Wonders and mysteries of the M1

I’m starting 2021 with a very nice laptop upgrade.

I made the mistake of using my 2018 MacBook Pro in the proximity of my 1½-year-old son, and amidst his toy-flinging the poor laptop’s screen got smashed. Only 80% of it works. Well, the thing was due for service anyway due its glitchy keyboard. But in a fortuitous turn of events, the new M1 MacBook Air that I ordered several weeks ago got delivered on the very same day.

It is a such a nice little computer. The M1 seems as powerful as people have been extolling and overall it feels great to use — running cool and fast. Having a physical function key row is a nice bonus. While I never hated the touch bar, it didn’t seem all that useful: what good is a small display in the keyboard that you never look at? Its value always seemed geared toward novice users who don’t know keyboard shortcuts.

Of course, getting Doomsday up and running was among the first things I did on it. I now have a native M1 build of Doomsday 3 that seems to work well enough. It took me three days after receiving the computer to resolve the immediate issues.

Debugger is buggered

Perhaps the most annoying issue is that the debugger is having real trouble running via IDEs. All is not lost, though, since I am able to run lldb from the command line and it appears to work fine, but both Xcode and Qt Creator are not having any luck launching it. LLDB terminates immediately after starting.

This may have something to do with the Big Sur’s more strict codesigning requirements for native arm64 code. It appears that all binaries, even those that were just built on the local machine, must be codesigned before they can be run. This happens mostly automatically with ad-hoc signatures, but unfortunately any changes to the binary after linking will invalidate the signature. Doomsday’s build scripts do a bunch of this kind of actions for various purposes. I’ll need to clean this up or apply some sort of re-signing as the last step.

The issue with Qt Creator is most likely some kind of conflict between it being x86_64 code running under Rosetta, while lldb is a native arm64 binary. I’ll likely need to switch IDEs for a while, but this doesn’t seem too bad since Xcode has evolved pretty nicely in recent years.

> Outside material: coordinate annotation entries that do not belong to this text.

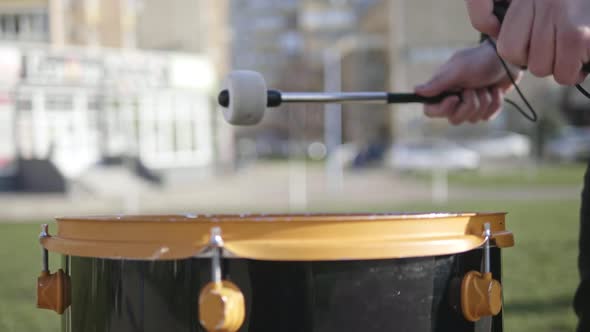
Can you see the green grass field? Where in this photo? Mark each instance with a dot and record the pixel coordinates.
(531, 177)
(539, 272)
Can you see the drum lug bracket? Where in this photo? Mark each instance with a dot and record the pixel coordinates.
(221, 303)
(481, 294)
(53, 289)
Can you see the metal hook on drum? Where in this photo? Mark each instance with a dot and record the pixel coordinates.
(221, 302)
(481, 294)
(53, 289)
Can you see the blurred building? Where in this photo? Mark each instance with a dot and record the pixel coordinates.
(78, 90)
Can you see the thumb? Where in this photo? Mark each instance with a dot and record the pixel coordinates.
(447, 79)
(481, 14)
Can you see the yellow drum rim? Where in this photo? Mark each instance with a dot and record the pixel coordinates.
(287, 237)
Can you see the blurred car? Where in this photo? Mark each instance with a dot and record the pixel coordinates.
(500, 145)
(430, 154)
(572, 144)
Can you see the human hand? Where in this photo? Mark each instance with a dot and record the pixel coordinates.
(549, 37)
(479, 74)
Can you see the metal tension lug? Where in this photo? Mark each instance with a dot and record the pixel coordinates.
(481, 294)
(53, 289)
(221, 302)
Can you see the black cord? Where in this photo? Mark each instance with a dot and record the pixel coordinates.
(533, 115)
(583, 91)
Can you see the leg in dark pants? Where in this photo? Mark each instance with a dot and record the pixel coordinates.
(582, 298)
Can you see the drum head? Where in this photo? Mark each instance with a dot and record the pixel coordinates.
(293, 237)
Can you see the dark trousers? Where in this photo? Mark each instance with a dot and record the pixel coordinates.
(582, 298)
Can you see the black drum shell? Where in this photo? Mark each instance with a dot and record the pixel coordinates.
(411, 294)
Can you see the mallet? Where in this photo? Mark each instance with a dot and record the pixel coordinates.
(244, 97)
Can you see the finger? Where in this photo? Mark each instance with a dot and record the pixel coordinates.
(514, 39)
(569, 55)
(497, 98)
(481, 14)
(443, 109)
(485, 99)
(541, 54)
(469, 105)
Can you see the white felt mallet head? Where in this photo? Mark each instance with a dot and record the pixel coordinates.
(247, 98)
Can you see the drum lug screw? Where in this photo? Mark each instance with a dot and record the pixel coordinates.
(53, 289)
(481, 294)
(221, 302)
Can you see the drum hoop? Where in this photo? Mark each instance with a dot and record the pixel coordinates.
(309, 237)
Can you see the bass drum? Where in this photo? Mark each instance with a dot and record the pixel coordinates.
(295, 272)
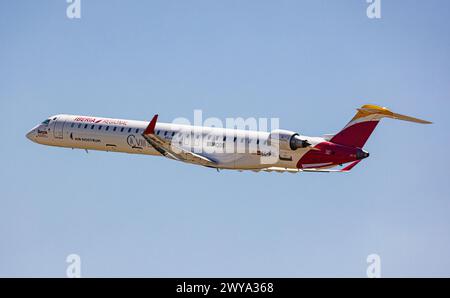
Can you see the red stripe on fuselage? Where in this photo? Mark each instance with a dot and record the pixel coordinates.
(327, 152)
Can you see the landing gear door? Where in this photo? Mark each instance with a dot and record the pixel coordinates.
(58, 128)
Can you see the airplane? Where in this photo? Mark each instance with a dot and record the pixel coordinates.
(219, 148)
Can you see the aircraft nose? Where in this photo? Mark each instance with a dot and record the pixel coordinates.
(30, 135)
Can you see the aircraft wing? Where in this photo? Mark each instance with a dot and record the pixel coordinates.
(290, 170)
(172, 151)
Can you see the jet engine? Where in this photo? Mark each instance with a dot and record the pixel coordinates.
(287, 140)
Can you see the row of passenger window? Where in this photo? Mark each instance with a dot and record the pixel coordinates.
(158, 132)
(224, 139)
(105, 128)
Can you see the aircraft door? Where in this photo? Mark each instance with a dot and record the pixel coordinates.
(58, 128)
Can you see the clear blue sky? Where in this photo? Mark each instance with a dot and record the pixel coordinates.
(310, 63)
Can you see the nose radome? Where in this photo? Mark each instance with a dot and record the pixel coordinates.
(30, 135)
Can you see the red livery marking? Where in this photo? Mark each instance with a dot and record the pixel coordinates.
(85, 119)
(355, 135)
(328, 153)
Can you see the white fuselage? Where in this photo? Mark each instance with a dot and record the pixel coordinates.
(117, 135)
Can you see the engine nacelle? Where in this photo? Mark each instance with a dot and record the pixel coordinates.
(287, 140)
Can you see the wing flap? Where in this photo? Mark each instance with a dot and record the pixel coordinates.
(172, 151)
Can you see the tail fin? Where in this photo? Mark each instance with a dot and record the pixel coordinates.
(359, 129)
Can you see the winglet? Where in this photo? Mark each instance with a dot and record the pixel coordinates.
(350, 166)
(151, 127)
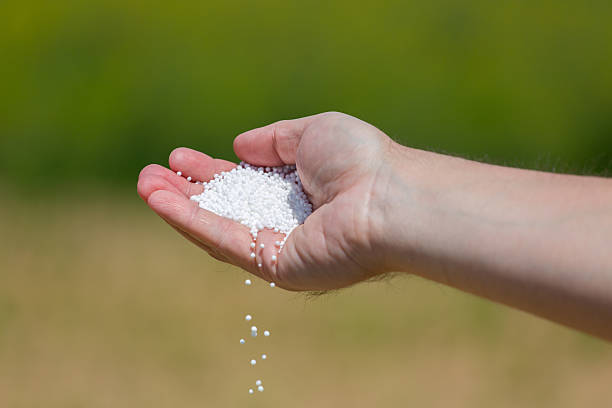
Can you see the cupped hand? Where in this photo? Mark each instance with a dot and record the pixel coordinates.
(343, 165)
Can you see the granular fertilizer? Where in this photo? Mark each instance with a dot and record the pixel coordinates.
(258, 198)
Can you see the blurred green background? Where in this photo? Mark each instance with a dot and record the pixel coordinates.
(102, 305)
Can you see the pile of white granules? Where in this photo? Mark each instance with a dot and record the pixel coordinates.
(259, 198)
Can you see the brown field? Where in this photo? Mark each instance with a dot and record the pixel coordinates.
(103, 305)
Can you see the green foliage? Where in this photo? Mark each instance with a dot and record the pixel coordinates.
(95, 90)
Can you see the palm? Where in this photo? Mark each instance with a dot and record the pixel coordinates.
(338, 158)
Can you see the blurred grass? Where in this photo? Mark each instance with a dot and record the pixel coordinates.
(96, 90)
(105, 305)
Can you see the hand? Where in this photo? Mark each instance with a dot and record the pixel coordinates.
(342, 162)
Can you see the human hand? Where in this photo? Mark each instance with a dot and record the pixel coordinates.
(342, 162)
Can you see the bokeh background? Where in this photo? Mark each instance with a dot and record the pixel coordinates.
(103, 305)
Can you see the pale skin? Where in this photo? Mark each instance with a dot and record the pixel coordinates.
(535, 241)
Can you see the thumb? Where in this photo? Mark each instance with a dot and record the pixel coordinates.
(272, 145)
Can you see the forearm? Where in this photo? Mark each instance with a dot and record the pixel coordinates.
(536, 241)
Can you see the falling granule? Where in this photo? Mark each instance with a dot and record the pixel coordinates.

The case of the missing textures

There’s a bug report about many world textures being missing on the M1. I managed to fix it just now, but this one was a bit strange. I suspect that there is a bug in the GLSL compiler of the M1 OpenGL driver.

The problem was in a shader that does batched drawing of primitives. This makes the legacy graphics code run a bit faster, as it doesn’t have to issue a separate draw call for each used texture, but can bind multiple textures at once and use them all for a larger sequence of primitives. This is very useful for example when drawing the game menus, where each letter is stored in a separate OpenGL texture. (Using an atlas to reduce the number of textures would be an obvious improvement here, but it would require deep changes in the legacy code that is on its way out anyway.)

It seemed that only the first bound texture in the batch was successfully used. All the others would just come up as plain white. I noticed an error message in the log:

UNSUPPORTED (log once): POSSIBLE ISSUE: unit 0 GLD_TEXTURE_INDEX_2D is unloadable and bound to sampler type (Float) – using zero texture because texture unloadable

This certainly seemed to be somehow relevant to the issue. But texture unit 0 is the only one that did work, so what was that about? I spent a few hours poking around the texture binding code, trying different variations and making sure that everything was actually being bound appropriately. But as far as I could see, it was working as it should.

Next I took a closer look at the shader itself. The texture samplers were stored in an array, which is a bit of a special case in GLSL, particularly when it comes to OpenGL 3. All accesses to the sampler array must use compile-time fixed indices. I was using a switch statement to branch out uses of every possible index, and this has been working fine on various OpenGL drivers so far. The shader was responding correctly to if statements, though, so eventually I decided to replace the switch statements with a series of ifs. Functionally these are supposed to be equivalent, but to my surprise it fixed the problem!

Clipped world

One more issue remained in the M1 build. One half of the world was being clipped regardless of the current viewing direction. I immediately suspected a problem with integer-based angle calculations because sometimes there are CPU architecture specific differences in how signed/unsigned integers and floating-point values interact.

The culprit was indeed a cast from a floating-point angle to a 16-bit unsigned integer. On arm64, I have to first cast the floating-point angle to a signed integer, and then to 16-bit unsigned to make it work as expected.

Onwards

The M1 fixes will be heading to the 2.3.1 patch release.

I’m still working on getting the autobuilder up and running for 3.0. Progress has been made: I can now run the platform_release.py script on Windows, too, and it succeeds in creating a build. It looks like I need to change the Windows installer system, though, because I doubt WiX will be happy to run under MSYS. WiX is a bit too complicated anyway so a simpler installer wouldn’t hurt.